I have before me right now the program from the 2007 festival and the number of sponsors from the private sector is impressive. Among these the support from Coca Cola appears especially prominent.
Yes. It is one of our main sponsors. There are a large number of outdoor venues in the festival and performances at the old city square alone attract audiences of 30,000 to 40,000. The amount of Coca Cola sold at these venues is considerable. Due to the conditions of the contract, I cannot reveal the actual amount, but we do receive a very large amount of support from them.

Do you do the negotiations for contracts like this?
Our team makes the appointments but I always do the actual negotiations personally. Regarding our program contents, I have a team that supplies me with a lot of information and opinions, not only on the Romanian scene but also internationally, but I am the one who makes the final decisions. The preparations for each festival begin approximately two years in advance. For example in the case of Japan, by the end of March we have decided or list of candidates for invitations to perform at the next year’s festival. For these negotiations I travel overseas often, and until now this has included visits to 101 countries around the world. I have been to Japan eight times and my visits to France, for example, have now topped 100.

You are also active as an actor, so you naturally need time for your own rehearsals. What’s more, you serve as Director of Radu Stanca. How do you mange to schedule in all that work?
I also teach at the university level (laughs). First of all I have to stress what a highly capable team I have working with me and how important their role is in supporting my activities. This is a team that I have gathered and they have become highly proficient and capable in their jobs while working with me. Each of them is given a lot of decision-making voice and they work with a high level of responsibility. My activities are spread over a wide range of fields, from the theater company and the festival to teaching activities in the university drama faculty and the theater management faculty, and in each of these areas I have highly qualified people in charge assisting me and making the work flow smoothly. It is a unique system that I don’t think you will find many precedents for anywhere in the world.

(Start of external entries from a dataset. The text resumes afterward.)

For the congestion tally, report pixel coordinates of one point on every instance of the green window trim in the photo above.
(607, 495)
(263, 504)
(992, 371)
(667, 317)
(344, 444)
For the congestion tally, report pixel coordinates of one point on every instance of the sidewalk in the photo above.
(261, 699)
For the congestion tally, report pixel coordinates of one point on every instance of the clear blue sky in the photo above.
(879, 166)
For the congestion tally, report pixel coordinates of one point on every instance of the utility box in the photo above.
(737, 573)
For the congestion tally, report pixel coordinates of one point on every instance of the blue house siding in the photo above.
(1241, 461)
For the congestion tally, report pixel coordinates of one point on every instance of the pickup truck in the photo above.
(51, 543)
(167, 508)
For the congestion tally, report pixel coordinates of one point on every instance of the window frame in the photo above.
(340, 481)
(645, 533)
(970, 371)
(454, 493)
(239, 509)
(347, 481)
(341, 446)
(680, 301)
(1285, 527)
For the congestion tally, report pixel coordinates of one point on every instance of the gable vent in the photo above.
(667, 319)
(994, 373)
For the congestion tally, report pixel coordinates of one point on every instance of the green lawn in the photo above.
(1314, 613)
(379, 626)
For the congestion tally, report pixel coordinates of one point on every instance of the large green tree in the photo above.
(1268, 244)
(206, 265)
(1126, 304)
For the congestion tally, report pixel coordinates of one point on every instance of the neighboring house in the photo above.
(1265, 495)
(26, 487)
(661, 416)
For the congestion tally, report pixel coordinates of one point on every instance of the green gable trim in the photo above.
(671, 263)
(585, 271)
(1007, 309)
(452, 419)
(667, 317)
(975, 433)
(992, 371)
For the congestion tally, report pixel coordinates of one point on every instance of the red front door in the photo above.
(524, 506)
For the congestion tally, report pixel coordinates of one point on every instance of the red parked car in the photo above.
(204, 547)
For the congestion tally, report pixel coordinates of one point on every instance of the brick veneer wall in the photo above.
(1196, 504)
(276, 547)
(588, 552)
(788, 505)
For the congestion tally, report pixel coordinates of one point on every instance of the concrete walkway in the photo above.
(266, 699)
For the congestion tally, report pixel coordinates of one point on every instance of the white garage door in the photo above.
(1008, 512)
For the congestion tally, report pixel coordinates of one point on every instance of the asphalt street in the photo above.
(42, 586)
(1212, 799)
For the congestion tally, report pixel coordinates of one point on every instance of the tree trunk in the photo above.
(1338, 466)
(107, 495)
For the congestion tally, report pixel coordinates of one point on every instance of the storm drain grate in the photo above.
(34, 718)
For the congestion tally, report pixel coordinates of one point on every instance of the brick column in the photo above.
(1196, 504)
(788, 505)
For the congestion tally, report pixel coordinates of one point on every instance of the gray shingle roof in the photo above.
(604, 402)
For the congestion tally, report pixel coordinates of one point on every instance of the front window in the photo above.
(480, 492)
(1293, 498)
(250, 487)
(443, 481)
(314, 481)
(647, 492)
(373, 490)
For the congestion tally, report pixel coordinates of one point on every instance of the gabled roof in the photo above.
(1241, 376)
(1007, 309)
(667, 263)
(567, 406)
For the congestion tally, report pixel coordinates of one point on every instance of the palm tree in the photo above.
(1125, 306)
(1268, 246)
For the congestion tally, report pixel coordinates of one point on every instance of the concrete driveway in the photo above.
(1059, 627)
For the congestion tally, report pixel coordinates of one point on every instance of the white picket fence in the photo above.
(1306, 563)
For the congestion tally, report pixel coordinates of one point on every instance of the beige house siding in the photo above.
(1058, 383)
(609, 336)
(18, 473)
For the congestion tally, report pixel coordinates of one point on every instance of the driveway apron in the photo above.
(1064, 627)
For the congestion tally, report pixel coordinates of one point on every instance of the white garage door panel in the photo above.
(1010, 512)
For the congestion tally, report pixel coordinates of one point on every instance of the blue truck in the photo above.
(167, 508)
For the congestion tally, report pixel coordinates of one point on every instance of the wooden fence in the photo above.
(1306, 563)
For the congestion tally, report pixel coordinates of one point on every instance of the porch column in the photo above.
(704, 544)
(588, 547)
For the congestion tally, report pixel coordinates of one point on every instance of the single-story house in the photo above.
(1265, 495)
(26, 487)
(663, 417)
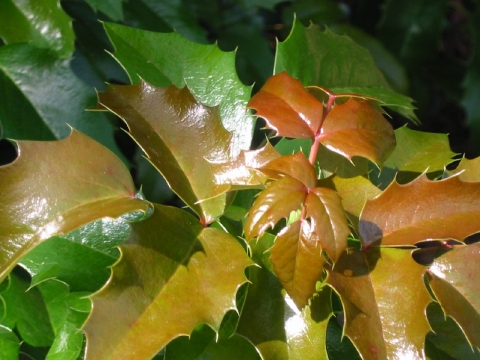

 I believe that Sibiu today serves as a model case of a smaller regional city achieving very significant development in a number of aspects through the arts and culture. With the Sibiu International Theater Festival as a core program, the city has achieved high levels of development in areas ranging from the city’s economy and tourism to education and democracy. I think it is a rare case, even when look at from a global perspective.
 We have maintained a record of continuing sell-outs for the tickets to the theater productions staged by our company at Radu Stanca. Also, our younger actors and drama students actively maintain a pipeline of communication with the citizens of the city at venues where people gather, like bars and discos. This is part of our system of encouraging understanding of the appeal of theater. In this way, we connect closely to the populace, not only at the theater but outside the theater as well. Of course, I also participate in these activities, particularly at a restaurant in Sibiu called Max.